Twelve years ago, my daughter—just a kindergartener at the time—asked me a question I didn’t realize would stay with me for this long.
“Will you take me to Paris someday?”
I said yes… but with a condition. Keep your grades up all the way through school. Graduate high school. Then we’ll go. At the time, it felt like one of those promises that lived far off in the distance. I was a young mom—still figuring out how to build a life, let alone plan something like a trip to Paris.
If I’m honest, I thought somewhere along the way she might forget… or simply outgrow the dream.
She didn’t. She held onto it for twelve years. And more than that—she held up her end of the deal. What I didn’t understand back then was that I wasn’t just raising her—I was growing up right alongside her.
We were learning in real time. How to show up. How to keep going. How to build something steady, even when life didn’t feel steady. And not every year was easy. There was a stretch in middle school where things felt harder—for both of us. She was trying to figure out who she was, pushing boundaries, feeling everything deeply in that way teenagers do. And I was trying to figure out how to be the kind of mom she needed—holding the line when I had to, but also holding space for the parts of her that were still becoming. It wasn’t perfect. There were moments I questioned myself. Moments I wondered if I was getting it right. But we moved through it.
Looking at her now, I can see how much that time shaped her—not just academically, but emotionally. The way she carries herself. The way she thinks. The way she understands the world and her place in it. I’m so proud of her for that. On May 15th, she graduates. Now it’s my turn to hold up my end of the bargain.
On May 30th, we leave for Paris—not just for the trip itself, but for everything it represents. We’ll wander through the Louvre Museum, stand beneath the Eiffel Tower, get lost in Montmartre, and spend a day at the Palace of Versailles- but the truth is, this trip isn’t really about Paris.
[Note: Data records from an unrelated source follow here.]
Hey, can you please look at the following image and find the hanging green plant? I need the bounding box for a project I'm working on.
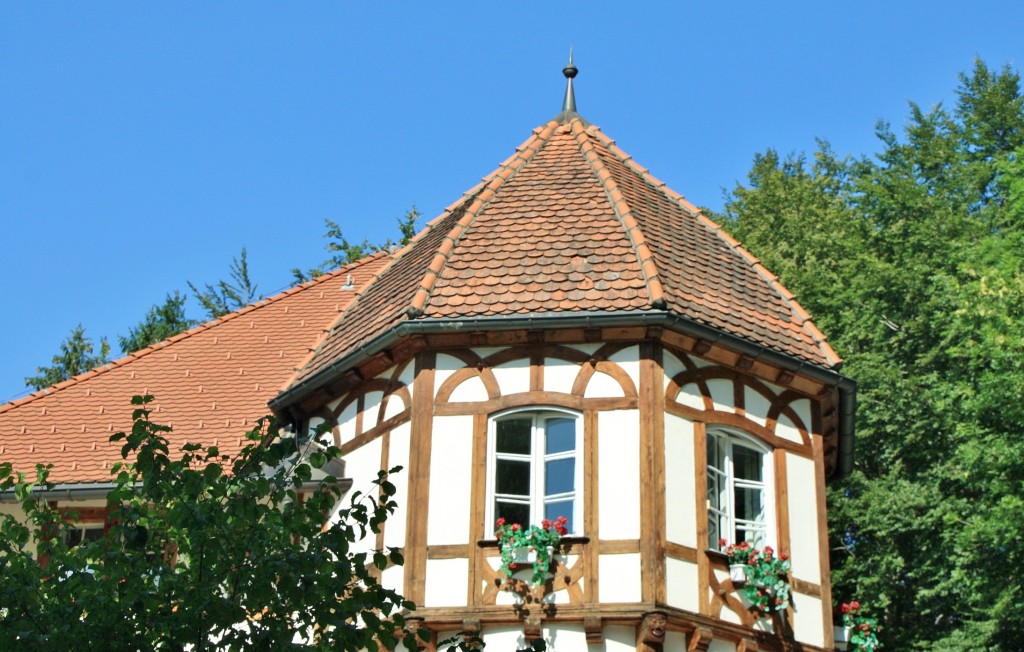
[719,540,791,617]
[495,517,567,586]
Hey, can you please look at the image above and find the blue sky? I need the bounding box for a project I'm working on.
[2,2,1022,404]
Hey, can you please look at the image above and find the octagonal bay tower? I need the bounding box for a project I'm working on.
[272,61,856,652]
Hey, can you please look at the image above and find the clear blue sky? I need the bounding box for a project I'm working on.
[2,2,1022,404]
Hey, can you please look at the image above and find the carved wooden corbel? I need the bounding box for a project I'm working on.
[639,611,668,651]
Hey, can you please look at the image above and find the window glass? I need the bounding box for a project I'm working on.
[496,502,531,527]
[733,445,763,481]
[495,459,531,495]
[545,418,575,454]
[544,458,575,495]
[544,501,574,532]
[497,418,532,454]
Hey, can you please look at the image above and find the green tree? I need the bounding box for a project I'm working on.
[188,247,261,320]
[717,60,1024,650]
[292,206,421,284]
[118,292,197,354]
[0,396,419,651]
[25,324,111,390]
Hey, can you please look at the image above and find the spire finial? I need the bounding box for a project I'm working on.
[561,47,578,114]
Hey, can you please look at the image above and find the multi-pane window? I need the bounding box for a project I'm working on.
[488,410,581,535]
[707,429,772,549]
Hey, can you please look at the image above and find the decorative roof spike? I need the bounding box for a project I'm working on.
[562,48,578,114]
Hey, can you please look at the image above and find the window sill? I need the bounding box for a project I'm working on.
[476,535,590,548]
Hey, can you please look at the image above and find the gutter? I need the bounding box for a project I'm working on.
[270,311,856,479]
[0,482,119,503]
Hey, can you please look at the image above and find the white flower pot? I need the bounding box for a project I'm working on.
[729,563,747,585]
[834,625,850,651]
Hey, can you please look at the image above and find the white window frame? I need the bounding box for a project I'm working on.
[706,428,775,549]
[485,407,583,537]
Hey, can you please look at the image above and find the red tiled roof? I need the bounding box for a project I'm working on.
[0,253,390,484]
[293,116,839,389]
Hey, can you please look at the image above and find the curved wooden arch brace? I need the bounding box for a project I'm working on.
[665,369,715,412]
[665,401,812,457]
[437,391,638,416]
[434,366,502,405]
[330,378,409,419]
[377,383,413,426]
[766,390,813,448]
[571,359,638,398]
[665,367,785,420]
[483,344,591,367]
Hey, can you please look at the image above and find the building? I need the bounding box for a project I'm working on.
[0,59,855,651]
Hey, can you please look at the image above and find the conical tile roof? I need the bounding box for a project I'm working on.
[289,114,840,394]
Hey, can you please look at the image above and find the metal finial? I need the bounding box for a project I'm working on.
[561,48,577,114]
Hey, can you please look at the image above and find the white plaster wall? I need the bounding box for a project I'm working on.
[665,630,688,652]
[678,383,704,410]
[426,415,473,546]
[663,350,688,390]
[470,346,506,359]
[706,378,734,413]
[434,354,467,399]
[383,391,407,420]
[664,413,696,548]
[481,626,526,652]
[608,345,640,392]
[362,390,384,431]
[336,399,358,445]
[713,568,742,626]
[744,386,772,428]
[423,558,468,607]
[583,370,624,398]
[791,398,812,432]
[544,358,580,394]
[384,422,411,549]
[543,623,587,652]
[792,592,826,648]
[598,553,642,603]
[566,342,602,356]
[381,564,404,598]
[604,624,636,652]
[665,557,699,613]
[334,437,382,555]
[448,374,489,403]
[398,362,415,395]
[597,409,640,540]
[708,640,737,652]
[775,413,803,445]
[786,453,822,583]
[492,357,530,396]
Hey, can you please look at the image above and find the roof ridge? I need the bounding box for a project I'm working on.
[587,127,842,367]
[406,120,561,317]
[571,119,667,310]
[0,252,393,415]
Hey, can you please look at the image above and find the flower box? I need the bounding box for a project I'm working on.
[506,545,555,572]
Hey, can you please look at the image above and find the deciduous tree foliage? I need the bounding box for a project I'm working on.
[118,292,197,354]
[0,397,418,651]
[24,324,111,391]
[713,60,1024,650]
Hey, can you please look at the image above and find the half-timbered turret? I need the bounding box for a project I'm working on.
[270,58,856,652]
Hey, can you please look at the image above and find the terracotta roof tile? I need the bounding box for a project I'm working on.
[290,114,840,394]
[0,253,390,484]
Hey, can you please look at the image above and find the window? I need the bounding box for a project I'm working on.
[64,522,105,547]
[706,429,773,549]
[487,409,582,535]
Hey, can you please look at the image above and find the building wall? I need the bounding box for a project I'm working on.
[327,339,836,651]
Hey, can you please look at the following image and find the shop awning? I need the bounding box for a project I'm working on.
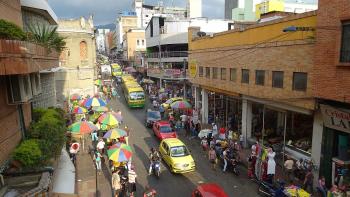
[200,85,240,98]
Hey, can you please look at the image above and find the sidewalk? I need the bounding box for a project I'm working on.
[75,138,112,197]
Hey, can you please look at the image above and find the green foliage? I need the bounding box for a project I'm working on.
[0,19,26,40]
[32,108,47,122]
[13,139,42,167]
[27,24,66,52]
[27,108,66,161]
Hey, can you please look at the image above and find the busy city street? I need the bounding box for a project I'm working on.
[103,87,259,196]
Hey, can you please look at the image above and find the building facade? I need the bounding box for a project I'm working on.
[312,0,350,186]
[116,12,138,48]
[96,28,110,55]
[255,0,318,19]
[189,11,319,177]
[56,16,97,106]
[0,0,59,167]
[123,29,146,66]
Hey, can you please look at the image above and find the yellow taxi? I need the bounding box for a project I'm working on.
[159,138,195,173]
[161,97,183,110]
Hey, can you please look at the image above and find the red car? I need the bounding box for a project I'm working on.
[152,121,177,140]
[192,183,229,197]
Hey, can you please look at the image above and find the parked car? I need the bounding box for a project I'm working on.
[152,121,177,140]
[145,109,161,128]
[161,97,183,110]
[159,138,195,173]
[192,183,229,197]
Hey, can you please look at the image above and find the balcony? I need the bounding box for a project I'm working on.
[146,51,188,63]
[147,68,188,80]
[0,39,59,75]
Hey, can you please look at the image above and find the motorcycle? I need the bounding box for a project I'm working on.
[152,161,161,178]
[258,180,286,197]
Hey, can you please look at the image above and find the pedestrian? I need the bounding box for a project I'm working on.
[239,132,244,148]
[143,185,156,197]
[112,169,121,197]
[208,147,217,170]
[124,126,130,145]
[180,113,187,128]
[201,137,208,151]
[69,140,80,165]
[317,176,327,197]
[159,105,165,119]
[219,127,226,140]
[284,157,294,182]
[128,166,137,197]
[303,168,314,194]
[190,120,196,139]
[93,151,102,175]
[96,138,105,154]
[222,147,229,172]
[212,123,218,137]
[91,130,98,147]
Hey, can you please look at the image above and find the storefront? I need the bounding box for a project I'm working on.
[249,101,314,162]
[320,104,350,187]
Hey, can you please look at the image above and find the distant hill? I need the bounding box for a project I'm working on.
[95,23,116,30]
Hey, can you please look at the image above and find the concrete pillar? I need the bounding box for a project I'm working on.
[311,110,323,184]
[194,87,201,110]
[241,99,252,148]
[201,89,208,124]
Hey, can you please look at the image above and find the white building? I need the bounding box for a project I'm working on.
[96,29,110,54]
[284,2,317,13]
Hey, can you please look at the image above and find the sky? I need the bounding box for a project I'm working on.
[49,0,225,25]
[49,0,318,26]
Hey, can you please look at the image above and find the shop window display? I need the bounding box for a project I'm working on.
[285,112,313,154]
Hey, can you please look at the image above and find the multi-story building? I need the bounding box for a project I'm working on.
[56,16,97,105]
[123,28,146,66]
[189,11,317,177]
[0,0,59,167]
[116,11,138,48]
[96,28,110,55]
[312,0,350,186]
[145,16,235,90]
[255,0,317,19]
[225,0,261,21]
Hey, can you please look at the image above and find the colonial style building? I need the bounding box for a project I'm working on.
[56,16,97,106]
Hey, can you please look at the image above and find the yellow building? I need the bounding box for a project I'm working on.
[189,12,319,166]
[56,16,97,105]
[123,29,146,65]
[255,0,284,19]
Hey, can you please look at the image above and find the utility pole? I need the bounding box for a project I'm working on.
[158,40,162,88]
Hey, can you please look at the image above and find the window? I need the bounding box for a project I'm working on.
[293,72,308,91]
[79,41,87,60]
[255,70,265,85]
[340,21,350,62]
[221,68,226,80]
[142,39,145,46]
[241,69,249,84]
[212,67,218,79]
[230,68,236,81]
[137,39,140,46]
[205,67,210,78]
[199,66,203,77]
[272,71,284,88]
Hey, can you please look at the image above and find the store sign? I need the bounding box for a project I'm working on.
[320,104,350,133]
[189,60,197,78]
[164,69,181,76]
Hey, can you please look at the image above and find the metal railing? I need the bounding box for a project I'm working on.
[147,68,188,79]
[146,51,188,59]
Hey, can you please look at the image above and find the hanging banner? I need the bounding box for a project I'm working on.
[320,104,350,133]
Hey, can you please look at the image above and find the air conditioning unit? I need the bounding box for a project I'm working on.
[30,73,41,95]
[6,74,33,104]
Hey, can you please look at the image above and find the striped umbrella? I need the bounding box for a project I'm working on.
[70,94,81,101]
[84,97,107,108]
[69,121,98,134]
[170,100,192,109]
[92,106,109,112]
[72,106,87,114]
[107,143,133,162]
[98,112,119,126]
[103,128,127,139]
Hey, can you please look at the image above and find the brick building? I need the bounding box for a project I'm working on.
[189,11,320,179]
[312,0,350,186]
[0,0,59,168]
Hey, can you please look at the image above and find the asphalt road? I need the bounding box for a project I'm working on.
[108,89,260,197]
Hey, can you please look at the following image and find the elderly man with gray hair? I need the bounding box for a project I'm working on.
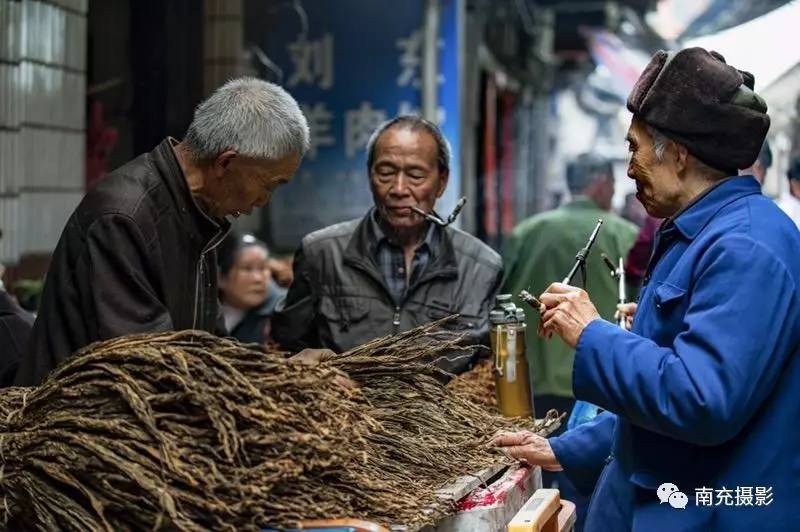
[16,78,309,386]
[273,115,503,374]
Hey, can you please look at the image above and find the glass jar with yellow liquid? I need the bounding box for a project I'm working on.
[489,295,534,418]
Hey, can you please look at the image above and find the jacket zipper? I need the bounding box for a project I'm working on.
[192,228,229,330]
[345,257,456,334]
[192,257,204,330]
[393,267,458,333]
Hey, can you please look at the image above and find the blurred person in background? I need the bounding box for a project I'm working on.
[0,228,34,387]
[217,233,286,345]
[502,153,638,421]
[777,154,800,229]
[273,116,503,374]
[16,78,309,386]
[501,153,637,530]
[739,139,772,184]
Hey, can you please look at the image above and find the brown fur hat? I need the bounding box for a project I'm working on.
[627,47,770,172]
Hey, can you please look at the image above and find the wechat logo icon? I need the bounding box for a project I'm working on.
[658,482,688,510]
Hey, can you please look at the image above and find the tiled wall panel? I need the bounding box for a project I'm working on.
[0,0,86,262]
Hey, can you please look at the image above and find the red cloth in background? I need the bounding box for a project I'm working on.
[482,77,498,238]
[500,91,515,234]
[624,215,661,286]
[86,101,119,191]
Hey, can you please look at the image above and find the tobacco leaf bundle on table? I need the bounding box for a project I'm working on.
[446,358,497,409]
[0,320,561,531]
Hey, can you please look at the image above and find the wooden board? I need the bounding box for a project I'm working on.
[435,463,508,502]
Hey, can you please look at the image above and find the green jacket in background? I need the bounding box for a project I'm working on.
[501,198,638,398]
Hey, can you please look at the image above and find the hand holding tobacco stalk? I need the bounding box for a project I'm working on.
[537,283,602,348]
[520,286,601,347]
[519,290,545,314]
[518,220,605,347]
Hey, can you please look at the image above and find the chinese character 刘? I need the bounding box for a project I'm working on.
[287,33,335,89]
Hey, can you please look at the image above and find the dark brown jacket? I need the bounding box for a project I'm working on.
[272,210,503,374]
[16,139,229,386]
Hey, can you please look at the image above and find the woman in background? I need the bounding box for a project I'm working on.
[217,233,286,346]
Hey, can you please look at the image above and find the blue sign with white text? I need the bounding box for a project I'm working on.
[262,0,462,250]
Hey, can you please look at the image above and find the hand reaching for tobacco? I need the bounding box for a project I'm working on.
[538,283,602,348]
[490,431,563,471]
[288,348,359,390]
[288,348,335,365]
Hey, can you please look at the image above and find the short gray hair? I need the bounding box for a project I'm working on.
[645,122,726,177]
[185,77,310,162]
[645,124,670,162]
[365,115,451,174]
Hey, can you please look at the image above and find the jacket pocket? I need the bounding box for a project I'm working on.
[319,296,370,331]
[653,282,687,311]
[585,458,616,519]
[421,299,481,328]
[629,469,661,490]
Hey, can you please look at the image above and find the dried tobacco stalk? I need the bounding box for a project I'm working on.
[446,359,497,409]
[0,322,561,531]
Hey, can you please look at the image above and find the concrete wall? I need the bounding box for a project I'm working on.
[0,0,87,263]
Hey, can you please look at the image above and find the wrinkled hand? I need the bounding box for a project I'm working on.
[538,283,601,348]
[268,258,294,288]
[288,348,335,365]
[288,349,358,390]
[614,302,637,331]
[490,431,562,471]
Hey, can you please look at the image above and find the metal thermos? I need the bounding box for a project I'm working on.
[490,294,534,418]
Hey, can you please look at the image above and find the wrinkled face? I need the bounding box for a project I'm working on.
[205,152,302,219]
[369,127,448,231]
[219,246,271,310]
[625,118,684,219]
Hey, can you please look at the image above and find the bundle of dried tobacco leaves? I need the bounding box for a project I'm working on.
[446,358,497,409]
[0,321,560,531]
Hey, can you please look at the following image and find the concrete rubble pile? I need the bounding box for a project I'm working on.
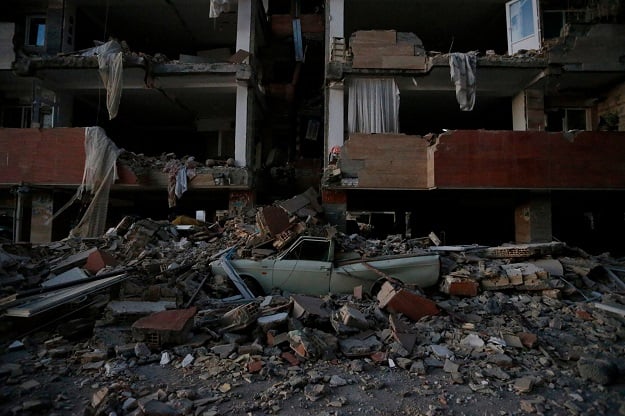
[1,196,625,415]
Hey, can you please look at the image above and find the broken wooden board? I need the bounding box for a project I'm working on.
[5,273,129,318]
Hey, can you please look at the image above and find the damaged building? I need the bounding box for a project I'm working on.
[0,0,625,256]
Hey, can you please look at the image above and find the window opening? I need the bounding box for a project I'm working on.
[26,16,46,47]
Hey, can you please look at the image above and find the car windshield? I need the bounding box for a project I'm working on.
[283,240,330,262]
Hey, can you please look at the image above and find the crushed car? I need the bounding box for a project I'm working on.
[209,235,440,296]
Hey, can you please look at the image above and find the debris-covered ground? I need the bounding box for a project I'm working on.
[1,194,625,416]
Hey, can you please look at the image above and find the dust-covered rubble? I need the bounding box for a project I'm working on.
[1,201,625,415]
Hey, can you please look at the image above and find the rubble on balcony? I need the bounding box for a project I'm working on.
[118,151,250,192]
[1,191,625,415]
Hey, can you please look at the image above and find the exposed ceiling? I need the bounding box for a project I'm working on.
[73,0,239,57]
[344,0,511,54]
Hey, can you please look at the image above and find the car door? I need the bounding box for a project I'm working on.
[271,238,332,295]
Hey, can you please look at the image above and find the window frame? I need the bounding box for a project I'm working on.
[25,15,46,48]
[506,0,541,54]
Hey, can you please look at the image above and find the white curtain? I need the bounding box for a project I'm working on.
[48,127,122,238]
[348,78,400,134]
[82,40,123,120]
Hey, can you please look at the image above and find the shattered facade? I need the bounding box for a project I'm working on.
[1,2,625,413]
[0,0,624,254]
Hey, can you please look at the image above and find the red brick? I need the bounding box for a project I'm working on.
[247,360,264,373]
[291,342,308,358]
[434,130,625,189]
[518,332,538,348]
[132,307,197,332]
[377,282,439,322]
[321,189,347,204]
[267,331,289,347]
[280,351,300,366]
[85,249,119,274]
[576,310,594,321]
[370,351,387,363]
[0,128,85,185]
[447,280,479,297]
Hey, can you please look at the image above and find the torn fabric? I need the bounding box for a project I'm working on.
[348,78,400,134]
[449,52,477,111]
[83,40,123,120]
[175,167,188,199]
[164,158,198,208]
[49,127,122,238]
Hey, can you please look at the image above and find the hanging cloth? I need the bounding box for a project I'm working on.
[82,40,123,120]
[48,127,122,237]
[449,52,477,111]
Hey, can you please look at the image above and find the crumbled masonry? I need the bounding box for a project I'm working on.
[1,198,624,415]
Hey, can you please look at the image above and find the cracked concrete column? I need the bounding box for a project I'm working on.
[325,0,344,167]
[234,0,255,167]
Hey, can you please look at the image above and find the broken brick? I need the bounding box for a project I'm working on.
[131,307,197,347]
[518,332,538,348]
[370,351,387,363]
[267,331,289,347]
[256,205,290,236]
[85,249,119,274]
[440,276,479,297]
[247,360,264,373]
[481,275,512,290]
[576,309,594,321]
[281,351,300,366]
[377,281,439,322]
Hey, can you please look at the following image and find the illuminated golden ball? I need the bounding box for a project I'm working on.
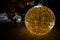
[25,5,55,35]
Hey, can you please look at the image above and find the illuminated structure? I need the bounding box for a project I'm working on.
[13,13,22,23]
[0,13,11,22]
[25,5,55,35]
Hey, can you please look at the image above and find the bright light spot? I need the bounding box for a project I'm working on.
[49,21,55,30]
[34,5,41,8]
[17,18,21,22]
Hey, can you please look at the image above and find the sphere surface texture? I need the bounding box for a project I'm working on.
[25,5,55,35]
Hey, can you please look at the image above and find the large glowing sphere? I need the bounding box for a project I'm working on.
[25,5,55,35]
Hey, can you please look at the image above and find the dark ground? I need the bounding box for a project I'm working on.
[0,19,60,40]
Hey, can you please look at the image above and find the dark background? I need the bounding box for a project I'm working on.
[0,0,60,40]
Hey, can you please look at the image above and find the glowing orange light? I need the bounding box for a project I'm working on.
[25,5,55,35]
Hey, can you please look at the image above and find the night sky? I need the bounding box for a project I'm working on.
[0,0,60,40]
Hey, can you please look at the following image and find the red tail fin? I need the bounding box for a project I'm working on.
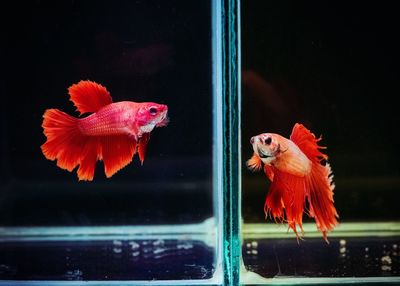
[41,109,137,181]
[290,123,338,241]
[41,109,94,179]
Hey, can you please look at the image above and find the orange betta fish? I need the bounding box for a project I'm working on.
[247,123,338,242]
[41,80,168,181]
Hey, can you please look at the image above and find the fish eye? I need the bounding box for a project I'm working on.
[149,107,158,115]
[264,137,272,145]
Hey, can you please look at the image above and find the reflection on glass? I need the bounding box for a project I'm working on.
[241,1,400,284]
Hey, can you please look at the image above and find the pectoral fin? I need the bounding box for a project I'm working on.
[138,133,151,165]
[246,153,263,172]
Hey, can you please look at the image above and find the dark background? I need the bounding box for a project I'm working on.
[0,0,213,225]
[2,0,399,227]
[242,1,400,222]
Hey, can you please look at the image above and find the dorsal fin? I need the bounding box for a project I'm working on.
[68,80,113,115]
[290,123,328,163]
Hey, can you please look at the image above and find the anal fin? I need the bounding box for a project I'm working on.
[265,170,306,239]
[77,138,100,181]
[101,135,137,178]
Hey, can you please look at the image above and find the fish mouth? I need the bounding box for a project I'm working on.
[257,147,272,159]
[156,115,169,127]
[257,143,281,159]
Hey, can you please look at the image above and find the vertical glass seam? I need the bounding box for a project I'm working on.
[212,0,224,284]
[222,0,241,285]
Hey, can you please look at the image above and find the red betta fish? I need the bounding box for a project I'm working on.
[41,80,169,181]
[247,123,338,242]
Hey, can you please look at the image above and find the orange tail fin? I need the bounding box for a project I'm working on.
[290,123,338,241]
[41,109,137,181]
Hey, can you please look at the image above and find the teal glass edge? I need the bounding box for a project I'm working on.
[220,0,241,285]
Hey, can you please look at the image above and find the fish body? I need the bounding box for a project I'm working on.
[247,123,338,241]
[77,101,167,138]
[41,80,168,181]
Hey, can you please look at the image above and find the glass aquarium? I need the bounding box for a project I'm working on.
[3,0,399,285]
[241,1,400,285]
[1,1,226,285]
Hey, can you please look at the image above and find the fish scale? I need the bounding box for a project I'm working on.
[78,102,136,137]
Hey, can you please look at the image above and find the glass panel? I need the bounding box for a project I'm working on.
[241,1,400,284]
[1,1,224,284]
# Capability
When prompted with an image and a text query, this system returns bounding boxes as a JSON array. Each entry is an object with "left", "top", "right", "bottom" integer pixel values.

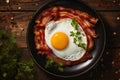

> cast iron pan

[{"left": 27, "top": 0, "right": 106, "bottom": 78}]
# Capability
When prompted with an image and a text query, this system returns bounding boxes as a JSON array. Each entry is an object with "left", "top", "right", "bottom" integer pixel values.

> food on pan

[{"left": 34, "top": 6, "right": 98, "bottom": 66}]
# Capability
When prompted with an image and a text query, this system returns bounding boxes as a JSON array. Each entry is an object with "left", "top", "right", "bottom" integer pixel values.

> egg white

[{"left": 45, "top": 18, "right": 87, "bottom": 61}]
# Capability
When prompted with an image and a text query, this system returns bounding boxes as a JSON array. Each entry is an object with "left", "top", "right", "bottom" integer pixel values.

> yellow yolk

[{"left": 51, "top": 32, "right": 69, "bottom": 50}]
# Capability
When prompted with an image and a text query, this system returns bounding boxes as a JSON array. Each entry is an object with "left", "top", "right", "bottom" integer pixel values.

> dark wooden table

[{"left": 0, "top": 0, "right": 120, "bottom": 80}]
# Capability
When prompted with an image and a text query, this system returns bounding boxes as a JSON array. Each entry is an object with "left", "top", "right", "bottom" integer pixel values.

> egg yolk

[{"left": 51, "top": 32, "right": 69, "bottom": 50}]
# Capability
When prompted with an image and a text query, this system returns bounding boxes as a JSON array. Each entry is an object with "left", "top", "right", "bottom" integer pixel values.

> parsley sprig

[
  {"left": 0, "top": 30, "right": 34, "bottom": 80},
  {"left": 45, "top": 58, "right": 64, "bottom": 72},
  {"left": 70, "top": 18, "right": 86, "bottom": 50}
]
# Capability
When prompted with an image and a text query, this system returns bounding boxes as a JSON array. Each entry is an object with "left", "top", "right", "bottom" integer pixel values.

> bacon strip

[
  {"left": 87, "top": 35, "right": 94, "bottom": 51},
  {"left": 34, "top": 29, "right": 50, "bottom": 51}
]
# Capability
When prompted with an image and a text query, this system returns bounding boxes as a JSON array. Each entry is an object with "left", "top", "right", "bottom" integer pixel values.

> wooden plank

[
  {"left": 98, "top": 12, "right": 120, "bottom": 28},
  {"left": 98, "top": 12, "right": 120, "bottom": 48},
  {"left": 0, "top": 0, "right": 120, "bottom": 11},
  {"left": 0, "top": 12, "right": 34, "bottom": 48},
  {"left": 0, "top": 0, "right": 46, "bottom": 11},
  {"left": 109, "top": 49, "right": 120, "bottom": 80},
  {"left": 81, "top": 0, "right": 120, "bottom": 10},
  {"left": 93, "top": 48, "right": 120, "bottom": 80}
]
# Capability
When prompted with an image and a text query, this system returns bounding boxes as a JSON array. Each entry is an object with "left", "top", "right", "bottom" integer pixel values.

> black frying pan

[{"left": 27, "top": 0, "right": 106, "bottom": 78}]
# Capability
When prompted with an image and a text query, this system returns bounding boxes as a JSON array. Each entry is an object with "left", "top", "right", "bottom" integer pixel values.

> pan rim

[{"left": 27, "top": 0, "right": 106, "bottom": 78}]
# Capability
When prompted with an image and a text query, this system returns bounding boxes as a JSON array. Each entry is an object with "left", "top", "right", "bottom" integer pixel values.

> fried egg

[{"left": 45, "top": 18, "right": 87, "bottom": 61}]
It’s about a promise made when life felt uncertain.
It’s about twelve years of showing up—for her, and learning how to show up for myself. It’s about growing up together, even when that meant growing through hard seasons. It’s about a girl who never let go of something she believed in. I’m proud of her for getting here and if I’m honest—I’m proud of me, too. The long way through isn’t always about where you go. Sometimes it’s about who you become along the way—and the moment you finally realize you did it.